Nutrition Fact Tables
These tables are almost always provided to designers by their clients (they’re generally supplied by the same labs tasked with determining a product’s nutritional makeup), and are often placed into packaging files verbatim. However, designers will have to create a Nutrition Facts Table from scratch using the guidelines provided by the CFIA. They’re ugly as sin, but they’re required by law, and the law describes their sizing and usage guidelines to the letter (pun intended). This makes it very obvious when a novice or inexperienced designer has attempted to skirt the rules by either setting the table themselves, or attempting to place it on a ‘less important’ part of the package.
- Use Nutrition Facts Tables as supplied, at 100% size.

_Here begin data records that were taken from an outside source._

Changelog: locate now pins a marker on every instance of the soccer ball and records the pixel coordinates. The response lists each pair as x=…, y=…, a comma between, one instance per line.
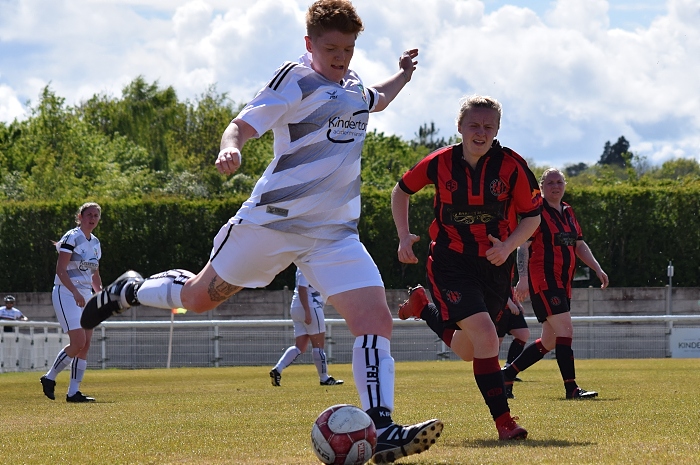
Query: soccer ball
x=343, y=435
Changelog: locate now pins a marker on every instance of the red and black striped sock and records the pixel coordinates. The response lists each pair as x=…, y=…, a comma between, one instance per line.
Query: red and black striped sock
x=532, y=354
x=565, y=360
x=515, y=349
x=489, y=379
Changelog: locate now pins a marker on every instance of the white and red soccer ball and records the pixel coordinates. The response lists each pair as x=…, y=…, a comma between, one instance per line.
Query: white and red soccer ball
x=344, y=435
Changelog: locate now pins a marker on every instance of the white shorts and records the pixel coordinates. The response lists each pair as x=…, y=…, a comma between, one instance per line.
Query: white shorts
x=318, y=322
x=67, y=311
x=249, y=255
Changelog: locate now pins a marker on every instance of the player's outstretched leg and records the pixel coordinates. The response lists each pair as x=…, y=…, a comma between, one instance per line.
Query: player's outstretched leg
x=399, y=441
x=112, y=300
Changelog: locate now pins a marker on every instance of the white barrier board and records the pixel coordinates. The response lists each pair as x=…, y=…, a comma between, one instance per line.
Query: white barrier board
x=685, y=342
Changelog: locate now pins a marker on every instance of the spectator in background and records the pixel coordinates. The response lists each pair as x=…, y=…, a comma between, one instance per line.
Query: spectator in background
x=477, y=182
x=8, y=312
x=303, y=210
x=546, y=265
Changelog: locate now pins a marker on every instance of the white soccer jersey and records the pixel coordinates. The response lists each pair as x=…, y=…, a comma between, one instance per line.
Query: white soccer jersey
x=312, y=186
x=10, y=313
x=316, y=301
x=84, y=260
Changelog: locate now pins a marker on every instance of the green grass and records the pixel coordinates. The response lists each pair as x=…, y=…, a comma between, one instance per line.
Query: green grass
x=647, y=412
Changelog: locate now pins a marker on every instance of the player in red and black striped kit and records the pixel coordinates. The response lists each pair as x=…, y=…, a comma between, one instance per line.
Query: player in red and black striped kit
x=546, y=266
x=477, y=184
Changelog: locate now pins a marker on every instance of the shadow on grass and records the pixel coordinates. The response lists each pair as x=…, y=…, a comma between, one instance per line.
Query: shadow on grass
x=494, y=443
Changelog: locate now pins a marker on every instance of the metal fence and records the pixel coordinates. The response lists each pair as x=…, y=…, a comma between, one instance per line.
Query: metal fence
x=32, y=346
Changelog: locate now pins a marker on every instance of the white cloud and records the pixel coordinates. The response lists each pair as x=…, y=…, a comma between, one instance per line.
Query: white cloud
x=568, y=80
x=10, y=106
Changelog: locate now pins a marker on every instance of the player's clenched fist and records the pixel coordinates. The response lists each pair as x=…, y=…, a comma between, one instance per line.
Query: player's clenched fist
x=229, y=160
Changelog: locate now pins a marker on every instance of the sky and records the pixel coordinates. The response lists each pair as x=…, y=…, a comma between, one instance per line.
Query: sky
x=570, y=74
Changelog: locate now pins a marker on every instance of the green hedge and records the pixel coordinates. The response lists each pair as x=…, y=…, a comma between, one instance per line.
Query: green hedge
x=633, y=232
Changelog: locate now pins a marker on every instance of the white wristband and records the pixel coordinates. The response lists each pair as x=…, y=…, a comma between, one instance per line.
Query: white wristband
x=230, y=149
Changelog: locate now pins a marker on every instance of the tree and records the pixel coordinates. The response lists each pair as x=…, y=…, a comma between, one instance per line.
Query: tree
x=575, y=170
x=616, y=154
x=427, y=137
x=678, y=169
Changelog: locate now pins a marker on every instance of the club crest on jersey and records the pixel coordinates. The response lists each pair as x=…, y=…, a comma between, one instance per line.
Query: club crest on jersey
x=453, y=297
x=497, y=187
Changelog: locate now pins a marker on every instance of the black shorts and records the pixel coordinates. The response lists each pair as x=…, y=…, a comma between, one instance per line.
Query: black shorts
x=463, y=286
x=550, y=302
x=505, y=321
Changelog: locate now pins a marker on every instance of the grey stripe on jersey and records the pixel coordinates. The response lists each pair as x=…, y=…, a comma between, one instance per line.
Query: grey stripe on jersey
x=312, y=186
x=279, y=77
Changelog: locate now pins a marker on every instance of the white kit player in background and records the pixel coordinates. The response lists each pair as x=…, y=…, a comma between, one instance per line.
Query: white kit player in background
x=309, y=326
x=10, y=312
x=77, y=275
x=303, y=210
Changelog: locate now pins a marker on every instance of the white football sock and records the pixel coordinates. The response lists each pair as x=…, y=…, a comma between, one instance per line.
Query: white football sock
x=77, y=371
x=287, y=358
x=373, y=370
x=61, y=362
x=163, y=290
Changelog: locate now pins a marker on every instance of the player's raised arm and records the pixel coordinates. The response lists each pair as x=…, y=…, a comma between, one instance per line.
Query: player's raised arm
x=389, y=89
x=235, y=136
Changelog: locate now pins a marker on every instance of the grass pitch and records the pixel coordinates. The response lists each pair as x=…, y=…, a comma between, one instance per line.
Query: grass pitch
x=647, y=412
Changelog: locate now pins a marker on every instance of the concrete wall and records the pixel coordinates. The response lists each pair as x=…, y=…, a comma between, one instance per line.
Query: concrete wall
x=263, y=304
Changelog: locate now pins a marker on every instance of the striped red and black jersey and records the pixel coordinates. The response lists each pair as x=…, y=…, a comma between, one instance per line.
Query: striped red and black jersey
x=552, y=260
x=471, y=203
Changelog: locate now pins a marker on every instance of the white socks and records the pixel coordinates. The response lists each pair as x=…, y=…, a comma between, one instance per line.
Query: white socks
x=163, y=290
x=319, y=357
x=373, y=370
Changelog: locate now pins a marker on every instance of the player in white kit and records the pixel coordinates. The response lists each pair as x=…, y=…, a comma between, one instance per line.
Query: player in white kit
x=77, y=275
x=309, y=326
x=303, y=210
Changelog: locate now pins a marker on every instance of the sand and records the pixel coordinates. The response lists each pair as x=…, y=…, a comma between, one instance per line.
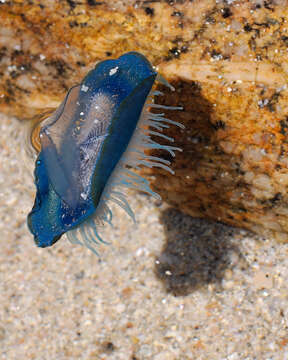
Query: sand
x=169, y=287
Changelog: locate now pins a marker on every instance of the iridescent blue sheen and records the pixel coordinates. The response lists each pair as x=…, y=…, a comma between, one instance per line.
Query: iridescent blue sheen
x=82, y=142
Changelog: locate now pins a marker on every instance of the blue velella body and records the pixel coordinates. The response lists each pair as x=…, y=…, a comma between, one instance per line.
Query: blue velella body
x=86, y=145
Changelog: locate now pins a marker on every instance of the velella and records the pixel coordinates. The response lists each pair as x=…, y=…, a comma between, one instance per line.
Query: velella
x=89, y=149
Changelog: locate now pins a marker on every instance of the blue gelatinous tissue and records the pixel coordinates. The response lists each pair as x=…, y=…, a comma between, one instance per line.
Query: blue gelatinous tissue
x=89, y=147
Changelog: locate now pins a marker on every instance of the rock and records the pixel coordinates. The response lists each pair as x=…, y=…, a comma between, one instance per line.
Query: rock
x=228, y=63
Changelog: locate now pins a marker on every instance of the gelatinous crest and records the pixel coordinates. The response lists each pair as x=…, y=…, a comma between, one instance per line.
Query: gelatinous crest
x=89, y=147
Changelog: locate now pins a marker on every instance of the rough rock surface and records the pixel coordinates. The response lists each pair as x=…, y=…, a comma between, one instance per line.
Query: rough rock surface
x=228, y=61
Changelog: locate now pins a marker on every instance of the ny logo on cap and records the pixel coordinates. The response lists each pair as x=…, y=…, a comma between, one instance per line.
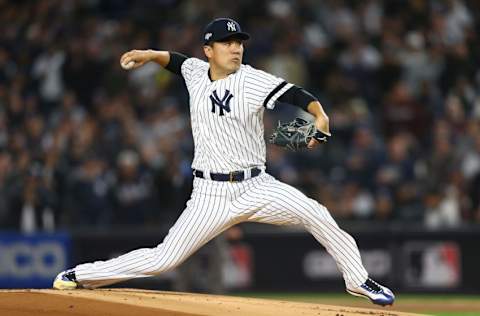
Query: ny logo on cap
x=231, y=26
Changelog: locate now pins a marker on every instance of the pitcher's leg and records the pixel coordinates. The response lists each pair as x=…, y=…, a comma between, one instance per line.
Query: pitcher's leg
x=281, y=204
x=203, y=219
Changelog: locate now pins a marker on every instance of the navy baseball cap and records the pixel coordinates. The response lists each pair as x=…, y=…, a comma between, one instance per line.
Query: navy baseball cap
x=222, y=28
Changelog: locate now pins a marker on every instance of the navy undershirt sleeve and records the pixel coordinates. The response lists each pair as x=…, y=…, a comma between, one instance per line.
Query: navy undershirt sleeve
x=175, y=63
x=297, y=96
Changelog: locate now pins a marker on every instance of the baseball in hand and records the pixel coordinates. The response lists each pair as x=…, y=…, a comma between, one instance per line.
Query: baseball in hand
x=128, y=65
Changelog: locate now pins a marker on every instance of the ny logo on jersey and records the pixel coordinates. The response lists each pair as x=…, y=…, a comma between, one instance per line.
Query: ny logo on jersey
x=223, y=103
x=231, y=27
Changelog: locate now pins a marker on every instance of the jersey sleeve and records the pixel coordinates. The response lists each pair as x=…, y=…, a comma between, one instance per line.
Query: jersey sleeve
x=263, y=88
x=193, y=68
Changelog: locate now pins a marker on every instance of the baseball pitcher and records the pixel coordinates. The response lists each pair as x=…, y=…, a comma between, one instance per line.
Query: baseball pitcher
x=227, y=103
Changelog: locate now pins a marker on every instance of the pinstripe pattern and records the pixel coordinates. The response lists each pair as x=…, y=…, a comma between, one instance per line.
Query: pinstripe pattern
x=214, y=207
x=225, y=143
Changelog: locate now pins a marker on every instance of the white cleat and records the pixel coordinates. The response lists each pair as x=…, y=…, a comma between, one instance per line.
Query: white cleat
x=66, y=280
x=376, y=293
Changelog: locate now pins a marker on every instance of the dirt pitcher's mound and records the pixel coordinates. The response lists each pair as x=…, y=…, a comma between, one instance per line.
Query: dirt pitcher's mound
x=130, y=302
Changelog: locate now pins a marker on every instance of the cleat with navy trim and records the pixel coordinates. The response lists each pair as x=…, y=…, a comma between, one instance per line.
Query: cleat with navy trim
x=66, y=280
x=376, y=293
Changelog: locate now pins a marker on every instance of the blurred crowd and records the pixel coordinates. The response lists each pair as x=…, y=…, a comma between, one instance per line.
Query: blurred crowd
x=84, y=143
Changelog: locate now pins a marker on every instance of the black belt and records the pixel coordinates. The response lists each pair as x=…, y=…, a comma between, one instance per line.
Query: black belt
x=235, y=176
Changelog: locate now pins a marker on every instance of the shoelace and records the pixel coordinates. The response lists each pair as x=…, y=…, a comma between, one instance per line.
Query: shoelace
x=372, y=286
x=70, y=275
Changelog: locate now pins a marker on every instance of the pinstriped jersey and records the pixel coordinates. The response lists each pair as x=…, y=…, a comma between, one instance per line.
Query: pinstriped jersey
x=227, y=115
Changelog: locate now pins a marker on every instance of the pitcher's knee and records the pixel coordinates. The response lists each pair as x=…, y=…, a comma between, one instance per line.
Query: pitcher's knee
x=164, y=263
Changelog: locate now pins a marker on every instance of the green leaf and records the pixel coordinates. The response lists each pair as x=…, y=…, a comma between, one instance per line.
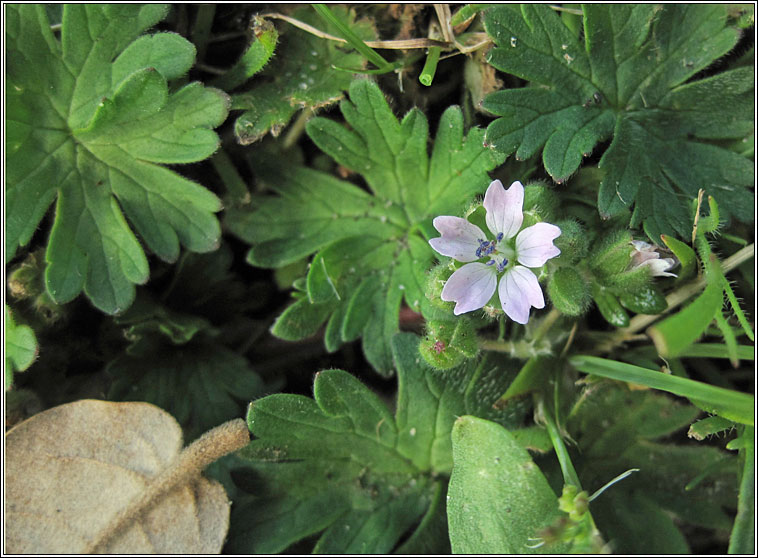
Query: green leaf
x=370, y=252
x=20, y=347
x=677, y=332
x=201, y=383
x=627, y=81
x=498, y=498
x=90, y=120
x=569, y=292
x=303, y=78
x=256, y=56
x=617, y=429
x=634, y=524
x=609, y=306
x=342, y=459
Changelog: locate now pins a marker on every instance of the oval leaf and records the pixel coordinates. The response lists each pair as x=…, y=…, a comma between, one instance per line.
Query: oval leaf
x=497, y=498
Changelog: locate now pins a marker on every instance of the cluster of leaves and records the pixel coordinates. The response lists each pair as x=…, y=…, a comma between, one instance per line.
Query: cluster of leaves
x=180, y=360
x=371, y=249
x=629, y=80
x=92, y=120
x=341, y=463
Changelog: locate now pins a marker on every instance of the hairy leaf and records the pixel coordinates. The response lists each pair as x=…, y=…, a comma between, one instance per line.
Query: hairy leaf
x=371, y=248
x=498, y=498
x=91, y=119
x=627, y=81
x=20, y=347
x=342, y=464
x=303, y=76
x=99, y=477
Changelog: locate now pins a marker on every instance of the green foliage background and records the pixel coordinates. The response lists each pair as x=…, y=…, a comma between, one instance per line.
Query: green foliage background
x=216, y=208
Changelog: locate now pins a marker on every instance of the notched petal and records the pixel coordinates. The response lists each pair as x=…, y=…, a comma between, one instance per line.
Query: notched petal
x=519, y=290
x=534, y=245
x=470, y=287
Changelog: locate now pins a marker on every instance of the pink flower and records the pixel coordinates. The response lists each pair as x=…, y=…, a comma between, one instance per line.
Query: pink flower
x=645, y=255
x=472, y=285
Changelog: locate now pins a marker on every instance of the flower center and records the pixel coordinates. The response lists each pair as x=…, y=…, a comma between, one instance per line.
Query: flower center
x=487, y=247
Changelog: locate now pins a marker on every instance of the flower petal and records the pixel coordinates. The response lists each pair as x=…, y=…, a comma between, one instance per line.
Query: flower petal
x=470, y=287
x=519, y=290
x=459, y=239
x=534, y=245
x=504, y=208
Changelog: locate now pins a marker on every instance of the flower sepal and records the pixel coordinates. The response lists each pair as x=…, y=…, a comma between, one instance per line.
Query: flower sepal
x=448, y=343
x=572, y=243
x=646, y=300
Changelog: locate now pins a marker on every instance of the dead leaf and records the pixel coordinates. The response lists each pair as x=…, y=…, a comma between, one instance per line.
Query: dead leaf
x=102, y=477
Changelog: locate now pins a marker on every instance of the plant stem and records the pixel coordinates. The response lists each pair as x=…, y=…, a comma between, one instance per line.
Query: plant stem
x=430, y=66
x=297, y=128
x=567, y=467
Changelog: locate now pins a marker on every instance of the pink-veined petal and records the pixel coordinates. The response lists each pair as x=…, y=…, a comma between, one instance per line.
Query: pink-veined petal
x=470, y=287
x=519, y=290
x=504, y=208
x=534, y=245
x=459, y=239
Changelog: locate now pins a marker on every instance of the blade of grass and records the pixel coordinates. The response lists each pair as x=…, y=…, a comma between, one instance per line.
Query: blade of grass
x=564, y=459
x=716, y=350
x=355, y=41
x=730, y=404
x=742, y=539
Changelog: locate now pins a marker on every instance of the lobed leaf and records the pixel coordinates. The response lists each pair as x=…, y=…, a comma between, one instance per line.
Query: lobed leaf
x=370, y=254
x=90, y=116
x=498, y=498
x=343, y=460
x=627, y=82
x=20, y=347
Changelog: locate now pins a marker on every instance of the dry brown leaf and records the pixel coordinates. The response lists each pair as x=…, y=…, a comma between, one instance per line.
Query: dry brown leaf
x=102, y=477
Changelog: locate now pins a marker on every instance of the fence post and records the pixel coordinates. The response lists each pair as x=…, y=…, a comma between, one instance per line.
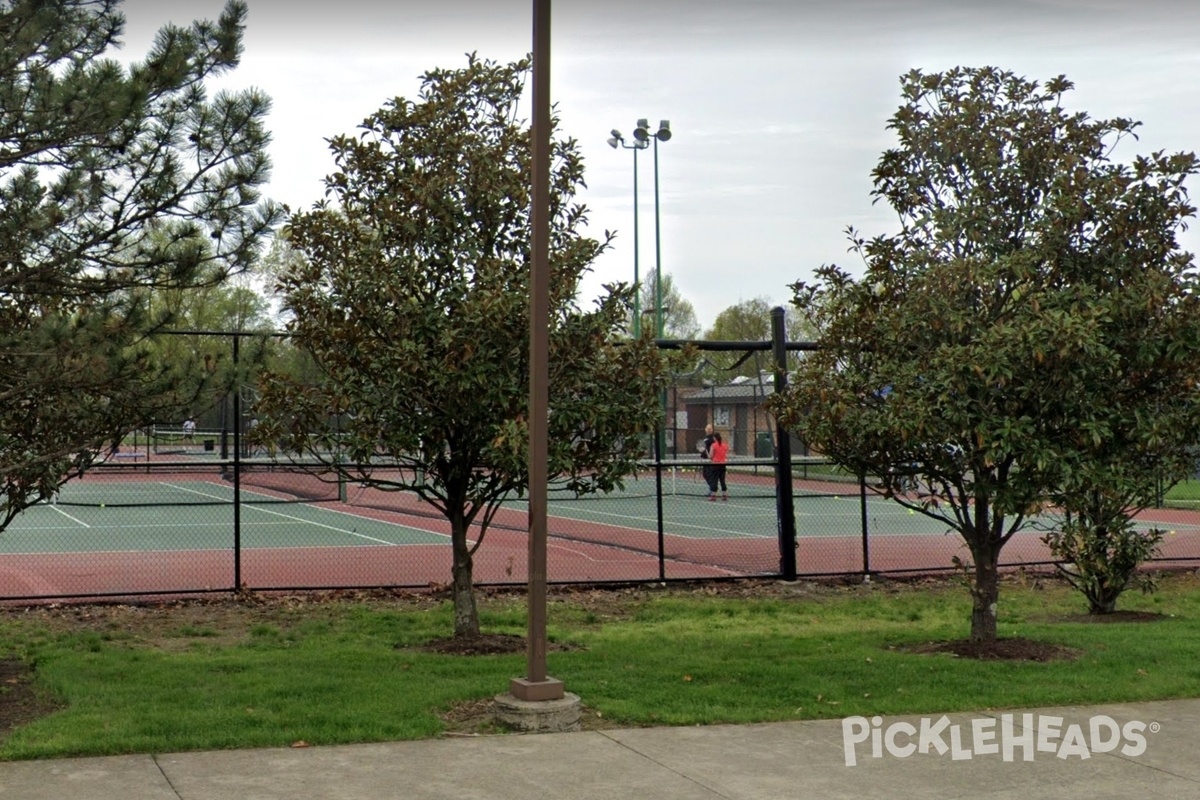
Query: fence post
x=785, y=509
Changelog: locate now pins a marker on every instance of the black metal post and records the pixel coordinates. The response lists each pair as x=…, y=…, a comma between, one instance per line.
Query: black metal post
x=237, y=468
x=658, y=481
x=867, y=547
x=785, y=509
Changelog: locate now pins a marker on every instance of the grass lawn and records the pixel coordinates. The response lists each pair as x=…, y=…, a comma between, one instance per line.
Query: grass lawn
x=273, y=672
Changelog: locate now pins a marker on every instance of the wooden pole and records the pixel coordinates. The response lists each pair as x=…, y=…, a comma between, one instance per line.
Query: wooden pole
x=535, y=685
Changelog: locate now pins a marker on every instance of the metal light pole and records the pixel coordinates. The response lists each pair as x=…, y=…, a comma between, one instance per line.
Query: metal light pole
x=615, y=142
x=642, y=134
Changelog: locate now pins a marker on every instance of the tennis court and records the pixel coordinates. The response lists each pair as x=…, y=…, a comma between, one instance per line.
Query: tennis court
x=168, y=528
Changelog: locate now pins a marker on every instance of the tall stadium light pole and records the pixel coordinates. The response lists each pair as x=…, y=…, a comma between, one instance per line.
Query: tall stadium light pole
x=615, y=142
x=642, y=134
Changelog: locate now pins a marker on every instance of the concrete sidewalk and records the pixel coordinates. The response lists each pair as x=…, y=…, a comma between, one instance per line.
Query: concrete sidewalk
x=754, y=762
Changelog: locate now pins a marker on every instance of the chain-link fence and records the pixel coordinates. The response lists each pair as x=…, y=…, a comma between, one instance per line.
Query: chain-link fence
x=191, y=505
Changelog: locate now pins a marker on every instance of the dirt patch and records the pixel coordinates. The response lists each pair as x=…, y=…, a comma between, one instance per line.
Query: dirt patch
x=478, y=719
x=1013, y=649
x=1116, y=617
x=486, y=644
x=21, y=703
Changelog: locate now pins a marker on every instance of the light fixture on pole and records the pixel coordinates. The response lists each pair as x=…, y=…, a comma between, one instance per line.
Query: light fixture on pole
x=642, y=134
x=615, y=142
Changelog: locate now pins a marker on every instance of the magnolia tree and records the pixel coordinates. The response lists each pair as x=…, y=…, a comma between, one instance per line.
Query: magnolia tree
x=1030, y=337
x=409, y=289
x=118, y=184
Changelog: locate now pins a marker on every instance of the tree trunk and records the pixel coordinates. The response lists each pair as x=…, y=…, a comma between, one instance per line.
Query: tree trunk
x=466, y=614
x=984, y=596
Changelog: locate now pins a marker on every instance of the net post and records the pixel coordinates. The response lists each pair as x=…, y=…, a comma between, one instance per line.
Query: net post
x=785, y=506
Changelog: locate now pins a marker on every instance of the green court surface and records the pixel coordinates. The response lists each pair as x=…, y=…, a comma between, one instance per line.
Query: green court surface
x=69, y=528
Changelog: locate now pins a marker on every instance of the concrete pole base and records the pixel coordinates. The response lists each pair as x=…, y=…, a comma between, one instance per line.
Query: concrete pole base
x=539, y=716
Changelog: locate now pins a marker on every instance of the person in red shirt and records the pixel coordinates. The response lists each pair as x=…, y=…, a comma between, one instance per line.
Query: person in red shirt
x=718, y=452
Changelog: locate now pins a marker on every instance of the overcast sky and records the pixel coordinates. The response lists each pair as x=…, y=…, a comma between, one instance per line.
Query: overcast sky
x=778, y=107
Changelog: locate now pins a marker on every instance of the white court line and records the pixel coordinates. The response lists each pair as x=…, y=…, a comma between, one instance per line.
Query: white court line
x=78, y=522
x=306, y=522
x=654, y=521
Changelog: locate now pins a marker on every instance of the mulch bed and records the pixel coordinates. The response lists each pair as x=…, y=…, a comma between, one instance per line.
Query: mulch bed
x=1014, y=649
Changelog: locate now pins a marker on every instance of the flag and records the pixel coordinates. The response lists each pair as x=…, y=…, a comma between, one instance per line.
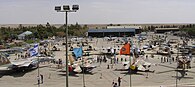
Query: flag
x=34, y=51
x=78, y=52
x=125, y=50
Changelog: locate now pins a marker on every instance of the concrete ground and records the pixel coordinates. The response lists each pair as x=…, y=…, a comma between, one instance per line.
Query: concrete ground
x=102, y=77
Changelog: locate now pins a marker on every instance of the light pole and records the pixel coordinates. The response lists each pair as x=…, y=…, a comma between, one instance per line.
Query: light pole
x=67, y=9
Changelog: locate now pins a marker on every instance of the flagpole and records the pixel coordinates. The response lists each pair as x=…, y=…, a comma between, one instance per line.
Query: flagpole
x=83, y=73
x=130, y=66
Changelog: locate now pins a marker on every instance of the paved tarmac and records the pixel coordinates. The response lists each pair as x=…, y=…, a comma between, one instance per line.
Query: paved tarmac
x=102, y=77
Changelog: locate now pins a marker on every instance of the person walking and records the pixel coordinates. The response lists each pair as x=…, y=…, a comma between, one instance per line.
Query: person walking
x=41, y=78
x=115, y=85
x=38, y=79
x=119, y=81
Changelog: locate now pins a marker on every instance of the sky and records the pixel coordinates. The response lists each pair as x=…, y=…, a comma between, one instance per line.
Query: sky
x=98, y=11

- Make sure the table has a white background
- Place the table according to regulations (eg. not on the bottom of the container, not on a section that can be removed, etc)
- Follow the CFIA guidelines exactly, if creating from scratch
- Change the fonts, rules, or spacing of the table
- Change the colour of the table
- Shrink or enlarge the table
- Obscure the table in any manner
Just like nutrition facts and barcodes, things like ingredients lists, allergen warnings, weight indications, and product origins are all regulated and required. Where they appear, and at what sizes, is also regulated. Again, not including these elements might be tempting from a designer’s perspective, but omitting them would be a huge headache for the client (and could result in legal ramifications later on).
- Make sure all ingredients are properly indicated using correct terms
- Make sure any allergens are identified using a proper ‘Contains…” statement
- Check that net weight is the proper height for the size of your package
- Properly indicate the product’s country of origin, as well as the manufacturer/importers domicile information
- Ensure that all essential information is present in both French and English
- Move essential information off the primary display panel
- Include any product claims that contravene regulations
- Include any organic claims without including the name of the certifying body
- Make any claims regarding health benefits or product performance without first verifying their legality
- Include any type where the lowercase letter ‘o’ is less than 1.6mm high. Yes, you read that right. Not 1.5mm, 1.6mm.
One hurdle many digital designers have to get over is the relationship between on-screen type sizing, and sizing type for print. It’s easy to forget that printed documents and packages don’t include a zoom function, and often a designer’s first instinct is to make many elements far smaller than they actually need to be. The only way to truly judge if type sizes are appropriate is to print out your label, and look at it on the actual product. There’s simply no way to replicate the experience of reading a label without being able to hold and rotate it, and doing so will often allow the designer to identify tiny issues with spacing and scaling that would otherwise go unnoticed on screen.
- Build mockups throughout the design process to test solutions
- Make sizing choices based on printed examples, not screenshots
- Determine a minimum type size early in the project
- View your production mockups against the competition, in retail locations if possible
- Make your type too small (am I starting to sound like a broken record yet?)
- Trust digital mockups without also creating a physical one
- Assume everyone’s eyesight is as good as yours. Some people might find that 5pt condensed sanserif a lot harder to read than you do.
- Abuse type just to make it ‘fit’. I’m looking at you, designers who horizontally scale ingredients lists to the point of incoherence.